Our experience with the world’s biggest cloud has been full of headache. AWS offers SageMaker Hyperpod Slurm and SageMaker Hyperpod EKS (kubernetes). We started with slurm. Interestingly, AWS and OpenAI signed a multi-year deal for OpenAI to run core AI workloads on AWS EC2 UltraServers with NVIDIA GB200/GB300 worth $38B over 7 years, yet with no mention of EFA or HyperPod/Slurm in the announcement.

Our initial setup process following the primary documentation path for creating a slurm cluster through the SageMaker console.
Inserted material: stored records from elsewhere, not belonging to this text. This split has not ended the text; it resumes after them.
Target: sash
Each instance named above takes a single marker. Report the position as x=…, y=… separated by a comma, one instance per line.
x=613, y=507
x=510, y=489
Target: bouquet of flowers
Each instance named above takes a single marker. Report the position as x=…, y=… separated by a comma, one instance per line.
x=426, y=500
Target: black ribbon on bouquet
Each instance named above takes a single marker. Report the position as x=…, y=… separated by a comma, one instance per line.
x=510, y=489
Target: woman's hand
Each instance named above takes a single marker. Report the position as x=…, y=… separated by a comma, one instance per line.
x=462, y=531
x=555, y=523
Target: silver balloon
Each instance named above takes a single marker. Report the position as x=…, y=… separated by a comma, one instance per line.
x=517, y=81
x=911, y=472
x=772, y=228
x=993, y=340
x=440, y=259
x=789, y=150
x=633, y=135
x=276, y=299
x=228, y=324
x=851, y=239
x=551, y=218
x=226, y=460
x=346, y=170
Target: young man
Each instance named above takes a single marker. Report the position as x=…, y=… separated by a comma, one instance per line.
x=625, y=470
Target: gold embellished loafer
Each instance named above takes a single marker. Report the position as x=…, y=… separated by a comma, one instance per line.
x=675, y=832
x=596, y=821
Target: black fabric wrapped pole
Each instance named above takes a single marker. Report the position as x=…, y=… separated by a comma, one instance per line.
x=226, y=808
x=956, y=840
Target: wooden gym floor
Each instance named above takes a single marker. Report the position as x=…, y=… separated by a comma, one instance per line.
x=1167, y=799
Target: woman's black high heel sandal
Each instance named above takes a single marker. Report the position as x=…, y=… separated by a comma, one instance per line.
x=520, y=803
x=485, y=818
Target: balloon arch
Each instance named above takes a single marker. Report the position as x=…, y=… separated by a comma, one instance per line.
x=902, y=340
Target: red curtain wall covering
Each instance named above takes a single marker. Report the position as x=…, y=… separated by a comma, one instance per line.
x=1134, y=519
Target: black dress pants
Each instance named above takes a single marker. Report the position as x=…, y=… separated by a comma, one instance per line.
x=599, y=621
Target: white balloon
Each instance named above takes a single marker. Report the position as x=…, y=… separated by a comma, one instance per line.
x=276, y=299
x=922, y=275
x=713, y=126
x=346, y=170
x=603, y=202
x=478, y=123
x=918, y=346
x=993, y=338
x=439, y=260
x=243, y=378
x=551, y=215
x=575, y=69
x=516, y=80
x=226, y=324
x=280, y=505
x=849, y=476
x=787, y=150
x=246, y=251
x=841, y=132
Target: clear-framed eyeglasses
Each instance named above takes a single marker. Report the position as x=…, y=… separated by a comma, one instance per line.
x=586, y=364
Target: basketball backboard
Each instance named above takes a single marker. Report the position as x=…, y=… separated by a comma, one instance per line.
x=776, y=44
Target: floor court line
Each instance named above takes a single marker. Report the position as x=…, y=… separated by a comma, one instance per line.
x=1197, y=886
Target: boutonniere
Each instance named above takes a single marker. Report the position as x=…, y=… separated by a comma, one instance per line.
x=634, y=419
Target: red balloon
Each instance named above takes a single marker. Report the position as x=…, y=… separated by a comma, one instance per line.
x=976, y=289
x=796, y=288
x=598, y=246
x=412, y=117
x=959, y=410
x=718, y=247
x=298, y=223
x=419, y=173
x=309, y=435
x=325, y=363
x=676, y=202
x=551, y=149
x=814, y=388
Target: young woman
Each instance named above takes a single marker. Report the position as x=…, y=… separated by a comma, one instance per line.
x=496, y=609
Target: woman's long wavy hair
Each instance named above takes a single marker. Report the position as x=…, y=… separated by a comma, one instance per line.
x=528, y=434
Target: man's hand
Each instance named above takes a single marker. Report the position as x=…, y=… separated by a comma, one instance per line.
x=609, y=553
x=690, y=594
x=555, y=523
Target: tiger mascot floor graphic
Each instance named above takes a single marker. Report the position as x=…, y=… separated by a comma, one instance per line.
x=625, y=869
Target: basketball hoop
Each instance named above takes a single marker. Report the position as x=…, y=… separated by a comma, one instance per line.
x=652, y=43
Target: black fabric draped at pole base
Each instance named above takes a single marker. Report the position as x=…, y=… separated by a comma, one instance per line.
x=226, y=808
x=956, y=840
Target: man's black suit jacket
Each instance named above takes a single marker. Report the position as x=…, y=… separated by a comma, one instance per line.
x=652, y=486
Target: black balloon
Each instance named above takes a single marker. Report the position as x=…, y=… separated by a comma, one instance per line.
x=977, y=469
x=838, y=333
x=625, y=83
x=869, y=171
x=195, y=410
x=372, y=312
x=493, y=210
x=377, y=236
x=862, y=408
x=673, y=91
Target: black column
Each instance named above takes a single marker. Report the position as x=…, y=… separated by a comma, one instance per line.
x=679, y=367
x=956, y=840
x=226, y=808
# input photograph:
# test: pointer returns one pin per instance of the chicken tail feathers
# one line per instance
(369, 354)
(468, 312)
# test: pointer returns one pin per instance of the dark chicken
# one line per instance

This path proved to be a dead end. The only successful method for provisioning a functional cluster was to abandon the standard documentation and instead use a CloudFormation stack from an official AWS workshop at http://catalog.workshops.aws/sagemaker-hyperpod . This approach pre-provisions the entire required infrastructure stack, including the VPC, IAM roles, S3 bucket, and FSx for Lustre file system, before attempting to create the cluster itself. Effectively, the default console setup does not correctly configure the necessary dependencies.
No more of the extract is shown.